When Paul says this in 1 Cor. 6, he’s mainly talking about sex. Some people were saying it’s no big deal to sleep with a prostitute. This was because for many people in the ancient world, sleeping with a prostitute didn’t really constitute adultery. It was just a way of relieving excess passions. Paul will not agree with this. Sleeping with someone is making yourself united to that someone regardless. That’s why he goes on in 1 Cor. 7 to say that men and women who burn with desire should get married so they do have a place for those passions and when married, they should not withhold from one another except for by mutual consent and even then, only for a short time so they will not be tempted. Blatantly, Paul says one of the reasons to get married is so that you can have sex and that is part of the deal.

So I told this girl about the dangers of our society. If you live together before marriage, you are more likely to have a divorce. When you do that, you’re essentially testing one another and that in an area of immense intimacy. It can’t be a place of freedom and trust then because you know somewhere you’re always being judged. Of course, some people can bring this attitude to marriage and if so, that needs to be eliminated.

I also said that two groups of people were talked to about the idea of living together. One group said that this is a stepping stone and they were working on getting married. The second group said that things are going fine and they see no change in the future. She didn’t get what I was asking when I asked who made up what group. Allie then said, “Which group was the men and which one was the women?” It wasn’t hard to figure out that the women are group one and the men are group two.

You ladies might not have figured it out, but men tend to be very very interested in sex. There’s a saying that women will give sex to get love and men will give love to get sex. Of course, a marriage relationship is a great place for the exchange of sex and love together and in that relationship, it forms an increasing spiral. The more you have sex, the more the love builds. The more the love builds, the more you have sex. On and on it goes. Sex is not the foundation for the marriage, but it sure plays an important part.

Unfortunately, too many women think that if they just give the guy the sex, that will be an incentive to him to marry them. The sad reality is more often than not, it’s an incentive not to. After all, he’s already got what he wants. Why should he give more? This is especially so since he doesn’t want to wind up paying child support and alimony someday. He can get all the thrills he wants without a commitment.

So I told her that she is the one who sets the value in the market. Men are more often than not the pursuers and women the ones being pursued. She determines how much her body is worth before she gives it to a man. Is she worth dinner and a movie? A week of dating? A month?
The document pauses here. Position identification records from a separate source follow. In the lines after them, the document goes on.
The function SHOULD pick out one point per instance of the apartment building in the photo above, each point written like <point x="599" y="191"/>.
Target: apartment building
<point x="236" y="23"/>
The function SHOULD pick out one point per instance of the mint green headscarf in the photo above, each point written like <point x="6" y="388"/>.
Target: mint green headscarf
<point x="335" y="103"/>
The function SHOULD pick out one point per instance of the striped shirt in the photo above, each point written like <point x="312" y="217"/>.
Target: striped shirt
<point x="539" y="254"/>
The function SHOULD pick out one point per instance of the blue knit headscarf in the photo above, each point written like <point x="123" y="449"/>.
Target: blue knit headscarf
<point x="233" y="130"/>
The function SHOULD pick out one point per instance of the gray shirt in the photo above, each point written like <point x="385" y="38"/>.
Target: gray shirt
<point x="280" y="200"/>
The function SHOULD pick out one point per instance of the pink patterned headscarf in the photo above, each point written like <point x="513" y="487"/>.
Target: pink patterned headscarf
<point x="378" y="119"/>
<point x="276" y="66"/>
Three months? A year? Engagement? Or is she worth a lifelong commitment and she’s not budging until he says “I do.”?

Now ladies, if your man truly desires you and thinks you worthwhile, he will do whatever it takes. If he doesn’t, he won’t. Too many men will be tempted to view you like their XBox. You’re great to have around when they want to have some fun, but it doesn’t mean they’re interested in a long-term commitment where they genuinely care about you.

And if he cares about you, well yes, he will care about the sex and he will want the sex and he will still do most anything for that, but he will care about you as a person too. He will put your needs and feelings and thoughts above his own. He will be willing to sacrifice. In essence, he will love you as Christ loved the church.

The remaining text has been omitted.